Resolvemos fundar o nosso. Um espaço não comercial, de resistência. Mais um trabalho de militância, voluntário, por suposto. Jaime propôs um jornal; eu, uma revista. O nome eu escolhi (ele queria Bacurau). Dividimos as tarefas. A capa ficou com ele, a linha editorial também.

Correr atrás da grana ficou por minha conta. A paleta de cores, depois de larga prosa, Jaime fechou questão – “nossas cores vão ser o vermelho e o amarelo, porque revista tem que ter cor de luta, cor vibrante” (eu queria verde-floresta). Na paz, acabei enfiando um branco.

Fizemos a primeira edição da Xapuri lá mesmo, na Reserva, em uma noite. Optamos por centrar na pauta socioambiental. Nossa primeira capa foi sobre os povos indígenas isolados do Acre: ‘Isolados, Bravos, Livres: Um Brasil Indígena por Conhecer”. Depois de tudo pronto, Jaime inventou de fazer uma outra boneca, “porque toda revista tem que ter número zero”.

Dessa vez finquei pé, ficamos com a capa indígena. Voltei pra Brasília com a boneca praticamente pronta e com a missão de dar um jeito de imprimir. Nos dias seguintes, o Jaime veio pra Formosa, pra convencer minha irmã Lúcia a revisar a revista, “de grátis”. Com a primeira revista impressa, a próxima tarefa foi montar o Conselho Editorial.

Jaime fez questão de visitar, explicar o projeto e convidar pessoalmente cada conselheiro e cada conselheira (até a doença agravar, nos seus últimos meses de vida, nunca abriu mão dessa tarefa). Daqui rumamos pra Goiânia, para convidar o arqueólogo Altair Sales Barbosa, nosso primeiro conselheiro. “O mais sabido de nóis,” segundo o Jaime.

Trilhamos uma linda jornada.
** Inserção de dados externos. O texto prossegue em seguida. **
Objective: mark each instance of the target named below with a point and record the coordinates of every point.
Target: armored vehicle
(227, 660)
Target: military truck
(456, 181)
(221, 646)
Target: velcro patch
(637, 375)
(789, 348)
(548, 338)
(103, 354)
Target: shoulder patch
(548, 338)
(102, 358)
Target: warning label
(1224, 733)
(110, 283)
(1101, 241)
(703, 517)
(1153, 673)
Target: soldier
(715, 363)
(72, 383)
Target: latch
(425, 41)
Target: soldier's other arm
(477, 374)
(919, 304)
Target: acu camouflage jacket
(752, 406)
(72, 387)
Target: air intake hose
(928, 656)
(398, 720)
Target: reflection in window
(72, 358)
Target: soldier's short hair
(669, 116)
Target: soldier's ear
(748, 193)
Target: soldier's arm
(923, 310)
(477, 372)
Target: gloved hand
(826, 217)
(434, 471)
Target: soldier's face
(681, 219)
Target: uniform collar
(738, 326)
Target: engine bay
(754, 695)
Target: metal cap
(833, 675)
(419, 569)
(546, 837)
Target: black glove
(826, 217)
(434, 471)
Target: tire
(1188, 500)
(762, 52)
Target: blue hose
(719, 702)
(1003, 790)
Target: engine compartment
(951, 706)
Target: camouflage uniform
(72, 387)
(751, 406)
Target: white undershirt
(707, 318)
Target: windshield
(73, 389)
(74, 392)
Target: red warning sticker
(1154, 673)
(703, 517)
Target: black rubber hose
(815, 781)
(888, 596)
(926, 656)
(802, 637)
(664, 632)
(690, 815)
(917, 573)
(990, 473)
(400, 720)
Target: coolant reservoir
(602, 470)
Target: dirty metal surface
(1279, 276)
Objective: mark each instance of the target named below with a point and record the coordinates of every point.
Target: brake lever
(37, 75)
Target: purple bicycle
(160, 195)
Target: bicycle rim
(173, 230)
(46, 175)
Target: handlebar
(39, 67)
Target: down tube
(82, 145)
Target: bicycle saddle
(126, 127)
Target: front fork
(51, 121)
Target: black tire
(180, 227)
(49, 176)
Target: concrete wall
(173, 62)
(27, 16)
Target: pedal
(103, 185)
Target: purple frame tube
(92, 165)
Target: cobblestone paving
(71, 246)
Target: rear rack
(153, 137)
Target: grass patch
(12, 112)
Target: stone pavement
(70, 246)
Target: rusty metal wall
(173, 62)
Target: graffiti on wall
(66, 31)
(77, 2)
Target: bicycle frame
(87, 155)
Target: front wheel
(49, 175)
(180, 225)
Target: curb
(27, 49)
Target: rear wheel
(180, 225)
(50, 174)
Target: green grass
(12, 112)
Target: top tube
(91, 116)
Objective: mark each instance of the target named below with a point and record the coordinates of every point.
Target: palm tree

Em 80 meses, Jaime fez questão de decidir, mensalmente, o tema da capa e, quase sempre, escrever ele mesmo. Às vezes, ligava pra falar da ótima ideia que teve, às vezes sumia e, no dia certo, lá vinha o texto pronto, impecável.

Na sexta-feira, 9 de julho, quando preparávamos a Xapuri 81, pela primeira vez em sete anos, ele me pediu para cuidar de tudo. Foi uma conversa triste, ele estava agoniado com os rumos da doença e com a tragédia que o Brasil enfrentava. Não falamos em morte, mas eu sabia que era o fim.

Hoje, cá estamos nós, sem as capas do Jaime, sem as pautas do Jaime, sem o linguajar do Jaime, sem o jaimês da Xapuri, mas na labuta, firmes na resistência. Mês sim, mês sim de novo, como você sonhava, Jaiminho, carcamos porva e, enfim, chegamos à nossa edição número 100. E, depois da Xapuri 100, como era desejo seu, a gente segue esperneando.

Fica tranquilo, camarada, que por aqui tá tudo direitim.